健康経営の課題と効率的な進め方とは? ナッジを活用したアプローチを紹介
少子高齢化や働き方の変化など、企業を取り巻く環境が大きく変わるなかで、労働者の健康課題が増加しています。定期健康診断の有所見率は増加傾向にあるほか、メタボリックシンドローム予備群の割合も増えつつあり、企業には従業員の健康保持増進に向けた取組みが求められています。
健康経営®(※1)は、従業員の健康管理を経営的な視点で捉えて、戦略的に実施することです。従業員の活力向上や生産性向上につながり、ひいては企業価値の向上、採用の強化にも貢献すると期待されています。

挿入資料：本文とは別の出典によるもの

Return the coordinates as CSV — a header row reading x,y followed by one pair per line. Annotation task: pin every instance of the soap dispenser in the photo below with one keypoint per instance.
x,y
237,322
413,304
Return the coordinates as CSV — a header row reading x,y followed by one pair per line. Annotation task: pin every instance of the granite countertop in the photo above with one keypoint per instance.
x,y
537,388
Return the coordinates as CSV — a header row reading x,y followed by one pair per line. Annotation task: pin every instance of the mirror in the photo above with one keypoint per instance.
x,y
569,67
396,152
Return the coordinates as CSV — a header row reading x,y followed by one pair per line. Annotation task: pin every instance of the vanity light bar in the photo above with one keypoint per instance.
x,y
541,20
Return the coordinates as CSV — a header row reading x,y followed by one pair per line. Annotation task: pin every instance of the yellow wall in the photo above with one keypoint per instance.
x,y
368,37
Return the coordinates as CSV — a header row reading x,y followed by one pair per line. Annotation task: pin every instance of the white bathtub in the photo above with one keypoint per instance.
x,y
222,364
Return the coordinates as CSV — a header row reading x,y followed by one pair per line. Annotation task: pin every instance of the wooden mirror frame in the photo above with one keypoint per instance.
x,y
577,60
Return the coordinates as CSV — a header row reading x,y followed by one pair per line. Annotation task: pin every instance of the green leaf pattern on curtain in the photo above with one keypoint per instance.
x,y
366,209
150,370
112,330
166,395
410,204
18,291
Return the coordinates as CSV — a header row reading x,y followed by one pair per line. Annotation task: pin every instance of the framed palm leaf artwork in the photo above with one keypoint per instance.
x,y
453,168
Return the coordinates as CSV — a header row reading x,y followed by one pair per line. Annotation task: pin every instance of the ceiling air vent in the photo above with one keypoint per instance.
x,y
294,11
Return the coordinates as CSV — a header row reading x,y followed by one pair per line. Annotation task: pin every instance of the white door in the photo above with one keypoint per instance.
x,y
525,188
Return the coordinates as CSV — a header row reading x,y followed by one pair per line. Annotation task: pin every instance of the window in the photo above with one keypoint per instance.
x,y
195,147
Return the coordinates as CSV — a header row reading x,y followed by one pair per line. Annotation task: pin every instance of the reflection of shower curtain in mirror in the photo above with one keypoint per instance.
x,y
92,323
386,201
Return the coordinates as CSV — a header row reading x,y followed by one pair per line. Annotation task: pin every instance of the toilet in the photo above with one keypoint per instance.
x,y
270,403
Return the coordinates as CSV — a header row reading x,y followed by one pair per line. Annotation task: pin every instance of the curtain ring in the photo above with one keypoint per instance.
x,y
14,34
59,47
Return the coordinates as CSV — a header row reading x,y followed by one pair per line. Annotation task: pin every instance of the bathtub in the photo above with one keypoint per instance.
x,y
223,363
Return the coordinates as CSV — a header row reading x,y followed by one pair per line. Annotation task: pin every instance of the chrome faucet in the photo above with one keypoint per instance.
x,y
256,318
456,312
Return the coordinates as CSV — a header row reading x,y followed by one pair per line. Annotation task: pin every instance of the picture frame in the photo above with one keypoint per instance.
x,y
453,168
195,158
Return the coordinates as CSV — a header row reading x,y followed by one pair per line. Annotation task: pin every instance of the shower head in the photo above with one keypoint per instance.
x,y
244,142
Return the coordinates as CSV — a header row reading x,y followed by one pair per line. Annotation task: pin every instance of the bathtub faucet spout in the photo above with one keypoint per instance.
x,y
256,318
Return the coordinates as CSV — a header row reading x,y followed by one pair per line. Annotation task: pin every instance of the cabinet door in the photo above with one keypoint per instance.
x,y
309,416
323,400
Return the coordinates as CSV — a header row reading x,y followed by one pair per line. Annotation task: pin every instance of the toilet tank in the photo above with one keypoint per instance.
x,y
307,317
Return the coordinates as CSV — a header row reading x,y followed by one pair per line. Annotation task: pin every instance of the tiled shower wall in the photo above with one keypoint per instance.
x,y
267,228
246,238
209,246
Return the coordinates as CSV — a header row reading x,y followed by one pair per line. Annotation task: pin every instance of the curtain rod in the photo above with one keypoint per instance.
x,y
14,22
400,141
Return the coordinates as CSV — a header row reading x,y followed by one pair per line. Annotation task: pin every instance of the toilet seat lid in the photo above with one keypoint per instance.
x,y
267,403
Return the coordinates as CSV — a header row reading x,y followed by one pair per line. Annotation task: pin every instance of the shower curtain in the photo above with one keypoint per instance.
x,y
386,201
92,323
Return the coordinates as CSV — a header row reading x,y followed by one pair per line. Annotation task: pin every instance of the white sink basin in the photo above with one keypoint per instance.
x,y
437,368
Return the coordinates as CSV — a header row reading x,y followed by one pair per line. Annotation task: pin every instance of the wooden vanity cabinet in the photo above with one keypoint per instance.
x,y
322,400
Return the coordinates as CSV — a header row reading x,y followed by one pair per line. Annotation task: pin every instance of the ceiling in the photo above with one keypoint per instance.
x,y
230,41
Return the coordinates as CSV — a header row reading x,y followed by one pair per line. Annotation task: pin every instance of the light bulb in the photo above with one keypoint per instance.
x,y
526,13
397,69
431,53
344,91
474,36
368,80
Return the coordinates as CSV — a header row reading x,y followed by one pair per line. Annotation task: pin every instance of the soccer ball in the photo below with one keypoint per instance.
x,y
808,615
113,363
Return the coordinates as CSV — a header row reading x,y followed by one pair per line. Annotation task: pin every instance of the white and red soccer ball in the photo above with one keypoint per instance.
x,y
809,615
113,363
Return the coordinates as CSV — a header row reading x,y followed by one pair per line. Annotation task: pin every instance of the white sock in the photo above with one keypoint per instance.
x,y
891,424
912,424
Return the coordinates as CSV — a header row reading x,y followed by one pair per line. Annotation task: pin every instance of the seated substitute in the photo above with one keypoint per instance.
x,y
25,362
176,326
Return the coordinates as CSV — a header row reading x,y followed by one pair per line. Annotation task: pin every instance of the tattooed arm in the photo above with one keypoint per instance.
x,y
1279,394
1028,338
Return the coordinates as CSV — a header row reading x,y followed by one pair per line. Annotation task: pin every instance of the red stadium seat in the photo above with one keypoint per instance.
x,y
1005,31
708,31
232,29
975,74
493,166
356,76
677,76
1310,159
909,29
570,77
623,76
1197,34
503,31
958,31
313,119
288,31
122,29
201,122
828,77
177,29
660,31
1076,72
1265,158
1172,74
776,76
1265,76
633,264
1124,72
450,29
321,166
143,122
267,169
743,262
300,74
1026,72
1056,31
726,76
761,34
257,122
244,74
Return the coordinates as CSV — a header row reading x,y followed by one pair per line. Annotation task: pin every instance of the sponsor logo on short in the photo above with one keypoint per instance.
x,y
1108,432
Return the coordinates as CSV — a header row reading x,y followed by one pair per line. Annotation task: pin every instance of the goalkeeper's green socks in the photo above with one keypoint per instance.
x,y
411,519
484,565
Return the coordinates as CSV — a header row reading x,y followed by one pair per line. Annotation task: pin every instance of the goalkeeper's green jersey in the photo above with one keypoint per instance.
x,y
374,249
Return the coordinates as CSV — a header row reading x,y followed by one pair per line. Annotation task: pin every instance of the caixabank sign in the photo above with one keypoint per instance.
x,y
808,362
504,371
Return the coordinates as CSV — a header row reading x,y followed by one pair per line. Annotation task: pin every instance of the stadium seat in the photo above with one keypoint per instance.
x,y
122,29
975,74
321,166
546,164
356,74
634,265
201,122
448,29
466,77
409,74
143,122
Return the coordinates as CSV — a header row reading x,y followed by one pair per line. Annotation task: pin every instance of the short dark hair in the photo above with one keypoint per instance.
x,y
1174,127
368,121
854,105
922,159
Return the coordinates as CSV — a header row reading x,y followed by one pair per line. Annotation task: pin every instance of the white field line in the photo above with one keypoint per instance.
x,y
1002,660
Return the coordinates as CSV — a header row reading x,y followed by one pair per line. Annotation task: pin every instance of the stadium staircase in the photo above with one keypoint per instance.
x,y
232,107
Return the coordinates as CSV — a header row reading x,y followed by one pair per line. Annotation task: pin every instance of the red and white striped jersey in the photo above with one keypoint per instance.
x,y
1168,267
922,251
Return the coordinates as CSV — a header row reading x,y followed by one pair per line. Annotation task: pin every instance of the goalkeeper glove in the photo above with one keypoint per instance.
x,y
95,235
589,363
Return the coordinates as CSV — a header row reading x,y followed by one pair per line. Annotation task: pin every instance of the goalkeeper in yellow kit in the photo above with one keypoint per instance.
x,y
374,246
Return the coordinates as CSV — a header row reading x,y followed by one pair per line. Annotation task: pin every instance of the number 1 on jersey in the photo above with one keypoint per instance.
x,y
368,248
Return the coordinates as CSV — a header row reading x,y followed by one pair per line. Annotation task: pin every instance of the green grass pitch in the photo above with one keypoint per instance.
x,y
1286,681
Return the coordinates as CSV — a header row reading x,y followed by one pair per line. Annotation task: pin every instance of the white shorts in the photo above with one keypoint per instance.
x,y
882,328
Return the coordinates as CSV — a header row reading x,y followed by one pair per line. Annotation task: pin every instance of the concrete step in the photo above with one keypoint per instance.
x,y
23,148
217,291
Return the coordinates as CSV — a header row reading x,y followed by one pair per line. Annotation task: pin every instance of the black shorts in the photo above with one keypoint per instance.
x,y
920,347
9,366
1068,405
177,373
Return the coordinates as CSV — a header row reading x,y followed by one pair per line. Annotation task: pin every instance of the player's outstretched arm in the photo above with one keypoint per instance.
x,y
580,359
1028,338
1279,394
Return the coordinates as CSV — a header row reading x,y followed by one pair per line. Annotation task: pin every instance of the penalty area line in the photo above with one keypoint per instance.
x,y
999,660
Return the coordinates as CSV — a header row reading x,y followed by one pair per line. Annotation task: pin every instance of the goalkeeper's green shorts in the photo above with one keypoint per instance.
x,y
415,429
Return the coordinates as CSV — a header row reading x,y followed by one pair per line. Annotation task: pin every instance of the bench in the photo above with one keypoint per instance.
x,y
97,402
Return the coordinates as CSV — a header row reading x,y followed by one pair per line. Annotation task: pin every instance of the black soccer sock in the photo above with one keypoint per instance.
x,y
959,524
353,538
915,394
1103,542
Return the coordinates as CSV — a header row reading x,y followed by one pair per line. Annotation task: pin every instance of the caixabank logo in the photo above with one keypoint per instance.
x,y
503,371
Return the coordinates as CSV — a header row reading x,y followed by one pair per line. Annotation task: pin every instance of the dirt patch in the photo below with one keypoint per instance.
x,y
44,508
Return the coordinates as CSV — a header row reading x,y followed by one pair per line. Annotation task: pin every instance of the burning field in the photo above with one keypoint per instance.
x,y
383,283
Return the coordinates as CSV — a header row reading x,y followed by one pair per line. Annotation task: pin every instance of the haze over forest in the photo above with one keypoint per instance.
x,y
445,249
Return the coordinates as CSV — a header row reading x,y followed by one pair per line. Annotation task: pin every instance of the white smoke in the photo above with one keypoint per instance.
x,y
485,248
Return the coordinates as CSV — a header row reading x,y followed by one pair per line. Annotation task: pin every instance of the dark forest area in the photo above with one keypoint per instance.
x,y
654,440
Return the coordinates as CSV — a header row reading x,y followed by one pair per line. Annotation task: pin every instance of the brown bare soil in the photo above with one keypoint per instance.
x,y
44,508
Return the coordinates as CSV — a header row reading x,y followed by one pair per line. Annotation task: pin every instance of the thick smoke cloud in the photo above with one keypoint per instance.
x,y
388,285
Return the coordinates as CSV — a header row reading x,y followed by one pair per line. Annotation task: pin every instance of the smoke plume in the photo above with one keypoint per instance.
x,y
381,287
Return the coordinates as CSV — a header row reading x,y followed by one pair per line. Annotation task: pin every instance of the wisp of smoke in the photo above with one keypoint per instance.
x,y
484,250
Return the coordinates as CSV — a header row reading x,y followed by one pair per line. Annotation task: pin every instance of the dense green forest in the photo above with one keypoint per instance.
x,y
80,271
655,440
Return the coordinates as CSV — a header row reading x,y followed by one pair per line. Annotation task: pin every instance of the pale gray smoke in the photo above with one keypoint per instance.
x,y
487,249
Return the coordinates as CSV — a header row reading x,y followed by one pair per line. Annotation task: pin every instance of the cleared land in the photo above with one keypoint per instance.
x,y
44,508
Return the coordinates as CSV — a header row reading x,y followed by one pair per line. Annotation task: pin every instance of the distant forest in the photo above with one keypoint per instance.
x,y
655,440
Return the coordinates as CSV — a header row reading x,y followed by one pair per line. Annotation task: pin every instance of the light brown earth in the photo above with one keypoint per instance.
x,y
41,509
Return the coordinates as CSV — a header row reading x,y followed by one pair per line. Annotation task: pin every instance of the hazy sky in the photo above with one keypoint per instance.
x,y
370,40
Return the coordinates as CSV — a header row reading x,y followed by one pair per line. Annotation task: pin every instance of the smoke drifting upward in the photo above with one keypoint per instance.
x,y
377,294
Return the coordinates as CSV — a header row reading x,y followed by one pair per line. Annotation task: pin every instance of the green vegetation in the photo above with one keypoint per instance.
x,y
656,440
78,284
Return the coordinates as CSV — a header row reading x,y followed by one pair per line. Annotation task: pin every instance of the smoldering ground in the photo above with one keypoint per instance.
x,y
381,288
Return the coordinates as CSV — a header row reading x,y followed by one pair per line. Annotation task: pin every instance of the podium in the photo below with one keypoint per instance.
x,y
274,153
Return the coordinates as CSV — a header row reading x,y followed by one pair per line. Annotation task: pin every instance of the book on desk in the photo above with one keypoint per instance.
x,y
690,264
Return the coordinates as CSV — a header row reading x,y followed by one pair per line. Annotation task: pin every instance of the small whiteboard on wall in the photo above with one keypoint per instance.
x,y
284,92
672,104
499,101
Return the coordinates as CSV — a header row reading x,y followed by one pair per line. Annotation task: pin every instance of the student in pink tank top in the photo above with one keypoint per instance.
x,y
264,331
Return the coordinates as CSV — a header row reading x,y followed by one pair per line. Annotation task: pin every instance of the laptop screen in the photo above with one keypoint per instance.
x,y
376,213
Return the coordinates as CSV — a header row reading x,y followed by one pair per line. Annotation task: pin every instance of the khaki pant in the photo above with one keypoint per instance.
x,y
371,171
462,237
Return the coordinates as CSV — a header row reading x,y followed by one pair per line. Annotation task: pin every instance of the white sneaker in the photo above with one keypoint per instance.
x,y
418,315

しかし、従業員のなかには健康保持増進に無関心な人もいるため、思うように健康経営の取組みを進められないというケースもあるのではないでしょうか。
本記事では、健康経営の課題をはじめ、従業員の積極的な参加を促すための“ナッジ(※2)”を活用したアプローチについて解説します。
※1・・・「健康経営®」は、NPO法人健康経営研究会の登録商標です。
※2・・・ナッジとは、行動科学の知見を活用して、自分自身にとってよりよい選択肢を自発的に行えるようにそっと後押しすること。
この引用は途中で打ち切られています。